Under section 1106(b) of the Cares Act, a recipient of a covered loan can receive forgiveness of indebtedness on the loan (covered loan forgiveness) in an amount equal to the sum of payments made for the following expenses during the 8-week “covered period” beginning on the covered loan’s origination date (each, an eligible section 1106 expense):
(1) payroll costs,
(2) any payment of interest on any covered mortgage obligation,
(3) any payment on any covered rent obligation, and
(4) any covered utility payment.
See section 1106(a) (defining the terms “covered period”, “covered mortgage obligation,” “covered rent obligation,” “covered utility payment,” and “payroll costs”), (b) (regarding eligibility for covered loan forgiveness), and (g) (regarding covered loan forgiveness decisions).
However, section 1106(d) of the CARES Act provides that the amount of the covered loan forgiveness is reduced if, during the covered period,
(1) the average number of full-time equivalent employees of the recipient is reduced as compared to the number of full-time employees in a specified base period, or
(2) the salary or wages of certain employees is reduced by more than 25 percent as compared to the last full quarter before the covered period.

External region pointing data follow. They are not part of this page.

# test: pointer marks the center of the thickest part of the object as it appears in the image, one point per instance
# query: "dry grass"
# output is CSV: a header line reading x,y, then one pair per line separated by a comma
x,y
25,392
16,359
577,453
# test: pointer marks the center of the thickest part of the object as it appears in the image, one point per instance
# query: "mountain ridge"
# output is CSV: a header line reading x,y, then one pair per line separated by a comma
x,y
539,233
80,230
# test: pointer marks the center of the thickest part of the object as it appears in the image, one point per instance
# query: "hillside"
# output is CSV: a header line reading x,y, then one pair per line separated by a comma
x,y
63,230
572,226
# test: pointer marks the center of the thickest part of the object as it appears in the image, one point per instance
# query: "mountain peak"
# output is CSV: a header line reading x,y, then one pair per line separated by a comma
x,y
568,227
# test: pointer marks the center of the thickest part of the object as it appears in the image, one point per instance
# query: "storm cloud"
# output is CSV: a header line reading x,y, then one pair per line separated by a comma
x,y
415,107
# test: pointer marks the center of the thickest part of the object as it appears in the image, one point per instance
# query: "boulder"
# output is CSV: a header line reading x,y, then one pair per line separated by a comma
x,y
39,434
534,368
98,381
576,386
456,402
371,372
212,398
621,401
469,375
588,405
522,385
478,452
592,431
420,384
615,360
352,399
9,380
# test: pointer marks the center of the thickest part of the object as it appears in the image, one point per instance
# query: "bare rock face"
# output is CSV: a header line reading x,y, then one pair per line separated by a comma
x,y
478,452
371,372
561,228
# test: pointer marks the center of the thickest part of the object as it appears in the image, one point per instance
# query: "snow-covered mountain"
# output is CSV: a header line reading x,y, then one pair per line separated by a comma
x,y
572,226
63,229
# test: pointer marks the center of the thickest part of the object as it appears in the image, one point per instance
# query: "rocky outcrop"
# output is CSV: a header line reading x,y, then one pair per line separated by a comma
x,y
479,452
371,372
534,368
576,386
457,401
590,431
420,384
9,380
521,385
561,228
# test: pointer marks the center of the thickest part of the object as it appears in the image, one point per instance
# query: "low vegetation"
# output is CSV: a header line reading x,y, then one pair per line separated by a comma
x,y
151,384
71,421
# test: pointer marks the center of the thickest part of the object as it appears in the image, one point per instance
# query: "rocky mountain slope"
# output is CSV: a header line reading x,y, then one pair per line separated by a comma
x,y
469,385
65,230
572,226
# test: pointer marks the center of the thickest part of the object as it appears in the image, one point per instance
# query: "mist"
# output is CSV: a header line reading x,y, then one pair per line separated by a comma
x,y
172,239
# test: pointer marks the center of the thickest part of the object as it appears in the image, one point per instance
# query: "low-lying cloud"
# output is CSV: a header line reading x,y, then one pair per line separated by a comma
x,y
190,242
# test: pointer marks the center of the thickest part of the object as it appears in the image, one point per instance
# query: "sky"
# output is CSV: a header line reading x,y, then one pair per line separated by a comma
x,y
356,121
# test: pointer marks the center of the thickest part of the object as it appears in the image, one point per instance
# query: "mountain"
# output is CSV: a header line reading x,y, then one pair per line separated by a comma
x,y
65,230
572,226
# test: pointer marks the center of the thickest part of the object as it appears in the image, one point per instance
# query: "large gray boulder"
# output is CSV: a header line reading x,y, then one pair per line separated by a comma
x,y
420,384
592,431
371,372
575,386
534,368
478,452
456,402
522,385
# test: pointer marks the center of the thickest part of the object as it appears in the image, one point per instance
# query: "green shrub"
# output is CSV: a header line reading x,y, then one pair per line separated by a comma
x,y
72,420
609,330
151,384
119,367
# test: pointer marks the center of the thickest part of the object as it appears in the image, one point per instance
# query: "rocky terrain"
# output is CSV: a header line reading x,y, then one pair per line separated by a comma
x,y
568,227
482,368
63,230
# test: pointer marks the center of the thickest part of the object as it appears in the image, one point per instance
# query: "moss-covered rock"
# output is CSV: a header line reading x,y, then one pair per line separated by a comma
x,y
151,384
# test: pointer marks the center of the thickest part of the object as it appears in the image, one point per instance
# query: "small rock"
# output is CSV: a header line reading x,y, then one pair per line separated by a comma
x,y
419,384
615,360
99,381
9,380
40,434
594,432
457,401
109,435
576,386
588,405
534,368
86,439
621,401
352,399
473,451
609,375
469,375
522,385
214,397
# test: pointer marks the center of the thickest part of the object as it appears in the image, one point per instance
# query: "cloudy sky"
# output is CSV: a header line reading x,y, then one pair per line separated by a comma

In addition, pursuant to an interim final rule issued by the Small Business Administration, no more than 25 percent of the amount forgiven can be attributable to non-payroll costs.
Deductibility of Eligible Section 1106 Expenses
The CARES Act provides that the amount of any PPP loan that is later forgiven does not give rise to taxable income. Without this provision, the forgiveness of the loan would constitute taxable income in the form of cancellation of indebtedness income.
One question that I repeatedly get asked is whether businesses that used PPP loan proceeds to pay deductible expenses (such as payroll or rent) are able to deduct these expenses if the PPP loan is later forgiven. Unsurprisingly, the IRS has answered that question with a resounding no.
In Notice 2020-32, the IRS states that because the amount of the forgiven loan is excluded from income, the forgiven loan is a class of exempt income under Section 265 of the Internal Revenue Code. As a result, Section 265(a)(1) applies, which disallows a deduction otherwise allowable under the Internal Revenue Code if allocable to one or more classes of exempt income (other than interest income).
Further, the IRS determined that any otherwise deductible expenses funded by PPP loan proceeds that are subsequently forgiven are not deductible. This position is not surprising, as otherwise businesses would have gotten a double tax benefit from the PPP loan forgiveness program.